Jeremy Davis's picture

I've only been using Linux regularly for about 12 years (and exclusively / daily driver for about 8). I started dabbling ~20+ years ago and had to use the CLI a bit to work around issues. I guess though getting involved with TurnKey really levelled up my bash! :)

As for combining appliances, the easiest way to do that would be to use Proxmox and install them as (separate) LXC containers. Although I note that unless you have some suitable spare hardware laying around (an old desktop even perhaps?) then that's a non-trivial suggestion (and you already mentioned on the other thread that you've had issues with Proxmox). Others have used TurnKey on LXD (on Ubuntu) and we did have an LXC appliance of our own. Unfortunately though, there are a ton of issues with running Debian Buster on Debian Buster under LXC. I ran out of time to work on it for v16.x so we've skipped v16.x for the LXC app. We'll try again for v17.x hopefully.
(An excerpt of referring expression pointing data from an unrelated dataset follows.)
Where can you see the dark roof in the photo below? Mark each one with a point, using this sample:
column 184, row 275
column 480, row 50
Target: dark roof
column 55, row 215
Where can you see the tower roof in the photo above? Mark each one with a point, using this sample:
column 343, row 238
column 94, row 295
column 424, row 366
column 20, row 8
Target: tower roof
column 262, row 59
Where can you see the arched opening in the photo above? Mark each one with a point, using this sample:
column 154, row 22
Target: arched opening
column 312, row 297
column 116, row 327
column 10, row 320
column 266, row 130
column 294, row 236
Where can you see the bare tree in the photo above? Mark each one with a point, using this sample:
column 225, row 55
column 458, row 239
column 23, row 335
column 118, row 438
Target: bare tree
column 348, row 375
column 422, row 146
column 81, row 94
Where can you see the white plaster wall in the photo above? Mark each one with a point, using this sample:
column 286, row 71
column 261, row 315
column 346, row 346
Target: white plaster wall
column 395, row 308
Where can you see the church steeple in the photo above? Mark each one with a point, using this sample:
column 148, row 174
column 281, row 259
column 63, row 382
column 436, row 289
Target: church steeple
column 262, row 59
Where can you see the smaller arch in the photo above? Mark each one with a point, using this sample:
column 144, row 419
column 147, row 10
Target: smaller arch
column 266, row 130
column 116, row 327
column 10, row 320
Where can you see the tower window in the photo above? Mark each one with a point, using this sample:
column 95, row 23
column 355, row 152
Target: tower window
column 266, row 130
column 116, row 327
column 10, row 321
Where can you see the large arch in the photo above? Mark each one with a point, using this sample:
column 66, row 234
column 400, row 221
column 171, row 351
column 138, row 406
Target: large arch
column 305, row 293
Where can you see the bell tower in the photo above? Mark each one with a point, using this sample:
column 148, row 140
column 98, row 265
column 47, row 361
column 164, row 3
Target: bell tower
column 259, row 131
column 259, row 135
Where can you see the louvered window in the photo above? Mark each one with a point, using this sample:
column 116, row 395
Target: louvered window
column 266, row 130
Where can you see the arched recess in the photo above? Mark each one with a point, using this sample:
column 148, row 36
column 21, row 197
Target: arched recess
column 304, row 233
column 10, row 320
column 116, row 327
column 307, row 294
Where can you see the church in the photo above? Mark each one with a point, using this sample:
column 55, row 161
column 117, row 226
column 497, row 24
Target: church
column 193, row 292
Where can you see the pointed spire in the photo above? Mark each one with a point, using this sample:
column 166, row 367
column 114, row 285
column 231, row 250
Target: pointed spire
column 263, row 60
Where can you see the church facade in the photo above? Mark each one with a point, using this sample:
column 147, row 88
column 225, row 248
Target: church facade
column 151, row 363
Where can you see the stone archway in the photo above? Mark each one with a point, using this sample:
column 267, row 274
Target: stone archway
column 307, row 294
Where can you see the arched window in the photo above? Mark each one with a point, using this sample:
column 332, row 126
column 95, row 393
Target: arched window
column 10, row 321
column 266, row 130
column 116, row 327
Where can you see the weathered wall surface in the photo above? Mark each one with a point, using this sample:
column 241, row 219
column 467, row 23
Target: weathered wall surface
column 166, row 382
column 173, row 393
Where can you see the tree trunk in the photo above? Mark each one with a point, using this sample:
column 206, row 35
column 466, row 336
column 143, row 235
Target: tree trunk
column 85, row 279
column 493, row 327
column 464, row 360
FYI, on Proxmox, you'll either want to run v16.x apps as "unprivileged" or if you really want a privileged container, you'll need to enable "nesting".

Having said that, you could use TKLDev to build a custom appliance that includes multiple components. Whilst it would be possible, it won't be "simple". And it may stretch your bash knowledge (pretty much all the build scripts are bash).

Anyway, good luck with it. If you do have a go at it, please ask if/when you hit any issues and I'll do my best to help out.